Cesare: A Novel of War-Torn Berlin

  • By Jerome Charyn
  • Bellevue Literary Press
  • 368 pp.

A haunting, dystopian tale of the Third Reich.

Cesare: A Novel of War-Torn Berlin

With 50 published works to his credit so far, Jerome Charyn, American literary luminary and protean master of language, is now in his ninth decade. Cesare is Charyn’s latest. Often shocking and occasionally confounding, this darkly resonant novel is a dystopian rendering of World War II Germany on the cusp of its slow slide into defeat.

In this convention-upturning tour de force, Charyn offers a bleakly unforgiving portrayal of the arriviste Nazi establishment at the pinnacle of Berlin culture in the early and mid-1940s. His Berlin is a hateful, violent, and hypocritical precinct, and one steeped in bitter contradiction, notably in the Nazis’ treatment of the Jews.

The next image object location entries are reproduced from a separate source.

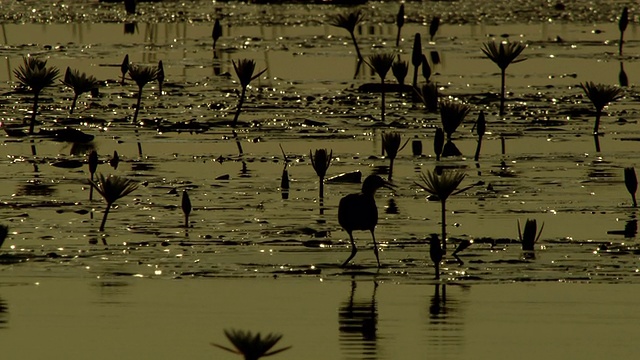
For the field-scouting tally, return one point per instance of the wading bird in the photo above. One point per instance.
(359, 212)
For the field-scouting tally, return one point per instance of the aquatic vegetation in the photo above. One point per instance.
(435, 253)
(112, 188)
(216, 33)
(433, 26)
(600, 95)
(503, 54)
(631, 182)
(321, 160)
(438, 143)
(252, 346)
(400, 23)
(4, 231)
(400, 69)
(124, 67)
(426, 69)
(530, 235)
(381, 64)
(392, 144)
(622, 26)
(429, 96)
(142, 75)
(442, 186)
(35, 75)
(452, 114)
(93, 167)
(80, 83)
(359, 212)
(160, 77)
(416, 58)
(481, 127)
(186, 207)
(348, 21)
(245, 70)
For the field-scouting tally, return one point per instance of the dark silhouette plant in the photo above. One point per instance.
(142, 75)
(481, 127)
(80, 83)
(416, 59)
(4, 231)
(112, 188)
(160, 77)
(93, 167)
(438, 143)
(399, 23)
(451, 114)
(124, 67)
(600, 95)
(381, 64)
(433, 26)
(348, 21)
(35, 75)
(503, 54)
(400, 69)
(321, 160)
(435, 253)
(216, 33)
(442, 186)
(631, 182)
(530, 235)
(186, 207)
(251, 346)
(392, 144)
(622, 26)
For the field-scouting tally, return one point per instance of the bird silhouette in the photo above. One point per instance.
(359, 212)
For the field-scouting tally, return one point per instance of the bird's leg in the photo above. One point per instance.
(375, 247)
(354, 250)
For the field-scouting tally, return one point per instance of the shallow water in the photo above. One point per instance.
(242, 228)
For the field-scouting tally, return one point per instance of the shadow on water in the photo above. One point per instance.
(358, 325)
(445, 325)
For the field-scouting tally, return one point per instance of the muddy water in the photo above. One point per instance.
(242, 227)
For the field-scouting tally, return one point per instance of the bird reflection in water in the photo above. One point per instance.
(358, 325)
(445, 326)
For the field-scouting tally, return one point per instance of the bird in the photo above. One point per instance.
(359, 212)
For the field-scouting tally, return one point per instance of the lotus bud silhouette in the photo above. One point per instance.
(481, 126)
(433, 26)
(348, 21)
(216, 33)
(400, 69)
(321, 160)
(80, 83)
(530, 235)
(36, 75)
(251, 346)
(142, 75)
(381, 64)
(112, 188)
(392, 143)
(600, 95)
(503, 54)
(622, 26)
(160, 77)
(4, 231)
(399, 23)
(124, 68)
(442, 186)
(186, 207)
(631, 182)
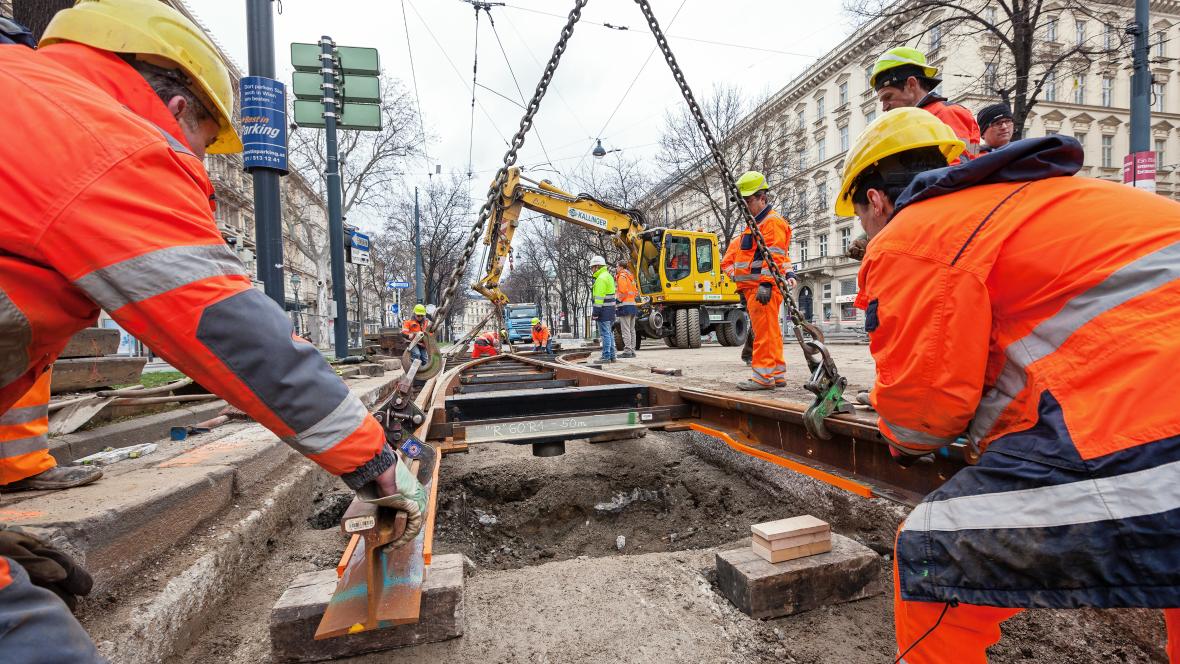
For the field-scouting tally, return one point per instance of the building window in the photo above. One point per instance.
(989, 77)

On one hand, driven by the zealots among them, the Nazis are blithely willing to round up and ship Juden off to the camps or, in captured lands, to murder them outright:

“He’d watched Colonel Joachim stand in his field car like a circus performer, on the shoulders of his men, and shoot at rabbis and high school teachers and Jewish children in the ruined streets of Warsaw…There was a horrific storm of dust and blood. The rubble seemed to rise up off the wreckage with a whisper and a will of its own; it whipped strings of blood into the faces of the SS, blinded them, until they had to look for shelter in the dusty caverns of their field cars.”

On the other hand, lulled by indifference or concupiscent torpor, many of Charyn’s ardent Nazi officials look the other way when it comes to Jewish craftspeople, entertainers, and sex workers, particularly those of “mixed” ancestry.

It’s a world turned upside-down, Charyn’s Germany. Here, erotic and romantic love do occasionally intertwine but are inevitably tinged with the imperative to hurt, even injure. Just such a love duo drives the narrative in Cesare, drawing perversely on a familiar trope: the Arthurian love triangle, where the younger wife of a powerful husband takes a warrior lover.

In Cesare, protagonist Erik Holderman is the smitten one. The object of his affection ⸺ or, more aptly, his obsession — is Lisalein, the half-Jewish, violence-prone, and sexually eclectic wife of a high Gestapo official. Erik and Lisalein’s affair, anti-typically, is often aggressive, inspired by a smoldering vein of under-the-surface desire that flares up, nearly spent, in the final pages of the novel.

Erik is a surrogate son to Admiral Wilhelm Canaris, head of the Abwehr, the Nazi intelligence corps. Erik, a nearly legendary source of terror to doctrinaire Nazis and the general populace alike, is known as Cesare, after the coffin-sleeping assassin in “The Cabinet of Dr. Caligari,” a groundbreaking German silent film released in 1920.

He is universally feared as a superhuman embodiment (a peculiar ubermensch?) of the filmic Caligari’s sleep-walking murderer. Both are seemingly unstoppable killing machines. Ironically, like both the historical and the fictional Canaris, Erik secretly opposes the Reich and surreptitiously helps Jews in hiding (“submariners”) escape the country.

Throughout, Cesare draws allusively on the expressionist energy of its silent-film prototype, which itself goes against orthodoxy in its nightmare-evoking visual style. Celebrated as the first horror film, “The Cabinet of Dr. Caligari” is also a thinly veiled allegory about the abuses of governmental power and the hypnotic spell a demonic, authoritarian leader can cast on his followers.

That “Caligari” was released a century (to the year) before Charyn’s Cesare would seem to add authorial bite to the parallel.

Don’t pick up Cesare expecting a wartime thriller or an uplifting love intrigue, despite what its subtitle might promise. Charyn sets these ⸺ and several other ⸺ conventional formulas in play here, though hollowed-out and zombie-like, to push his story along. They’re intentionally alienating, in the Brechtian sense, and bleakly unsatisfying.

An underlying anger, a bitterness, drives this novel. And it’s entirely earned, as history has told us.

Bob Duffy, a former academic and ad-agency vice president, is a Maryland author and reviewer.